Peoria Illinois
Posted by: NoLemon
N 40° 47.596 W 089° 34.832
16T E 282285 N 4519012
This marker commemorates the founding of the City of Peoria, Illinois.
Waymark Code: WMB93
Location: Illinois, United States
Date Posted: 04/25/2006
Views: 29
The City of Peoria was named for the Peoria tribe of the Iliniwek Indian Confederacy who once lived here. It was in 1673 that Jacques Margquetter and the explorer Louis Jolliet traveled through the widened portion of the Illinois River known as Lake Peoria, on which the city is situated. Robert Vaelier, Sieur de la Salle, built Fort Creve Coure on the bluffs across the river from the present Peoria site in 1680, assisted b Henri Tonti. Because of indian attacks, the fort was abandonded later that year. In 1691, Henri Tonti returned to the area and along with Francois de la Forest built Fort St. Louis on the banks where the river narrows, just south of Lake Peoria.

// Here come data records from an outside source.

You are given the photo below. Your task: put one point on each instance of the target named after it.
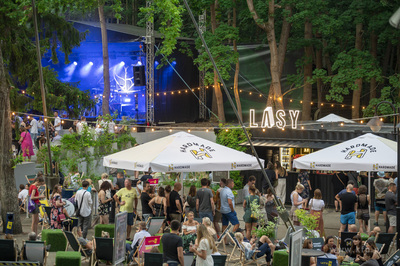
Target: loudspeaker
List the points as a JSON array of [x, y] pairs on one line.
[[139, 77]]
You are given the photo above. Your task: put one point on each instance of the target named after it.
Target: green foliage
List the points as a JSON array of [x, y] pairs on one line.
[[232, 137], [307, 220]]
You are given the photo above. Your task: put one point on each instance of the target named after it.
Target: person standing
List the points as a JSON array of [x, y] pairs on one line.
[[250, 222], [26, 144], [57, 122], [173, 244], [120, 183], [228, 206], [391, 204], [271, 176], [84, 203], [252, 181], [145, 198], [363, 202], [57, 208], [317, 205], [304, 179], [105, 200], [34, 129], [204, 248], [349, 207], [282, 175], [217, 200], [175, 203], [36, 197], [297, 203], [128, 195], [205, 201]]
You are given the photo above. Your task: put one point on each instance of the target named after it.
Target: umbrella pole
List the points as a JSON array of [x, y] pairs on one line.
[[369, 193]]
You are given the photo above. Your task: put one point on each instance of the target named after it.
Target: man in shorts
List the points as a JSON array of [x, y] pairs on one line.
[[348, 214], [128, 195], [391, 203], [228, 206]]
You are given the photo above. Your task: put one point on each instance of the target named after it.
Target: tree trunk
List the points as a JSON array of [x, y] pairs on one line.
[[217, 88], [355, 111], [236, 77], [106, 61], [318, 65], [8, 191], [284, 40], [307, 89], [275, 91], [374, 48]]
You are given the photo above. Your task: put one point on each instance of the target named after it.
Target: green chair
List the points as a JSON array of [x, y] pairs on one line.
[[55, 238], [104, 227], [68, 258], [281, 258]]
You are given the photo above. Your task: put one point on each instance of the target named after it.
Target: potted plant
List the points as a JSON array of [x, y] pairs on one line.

Militia units from Illinois and Missouri erected Fort Clark in 1813, in the area that is now downtown Peoria. In 1825 the city was named as the seat of the newly created Peoria county. Peoria was surveyed and laid out in 1826 by William S. Hamilton, son of Alexander Hamilton. It was incorporated as a town in 1837 and as a city in 1844. At the Peoria courthouse on October 16, 1854, Abraham Lincoln delivered one of his first speaches denouncing slavery. His remarks were a reply to Stephen A. Douglas, who had spoken on behalf on the Kansas-Nebraska Act.
The city's economy is broadly based on agri-business, manufacturing, distribution and services. Heavy construction equipment, wire and wire products, medical services and research, marketing and communications are major industries. Peoria is the home of Bradley University, a private co-educational institution founded in 1897 with a bequest from Lydia Moss Bradley.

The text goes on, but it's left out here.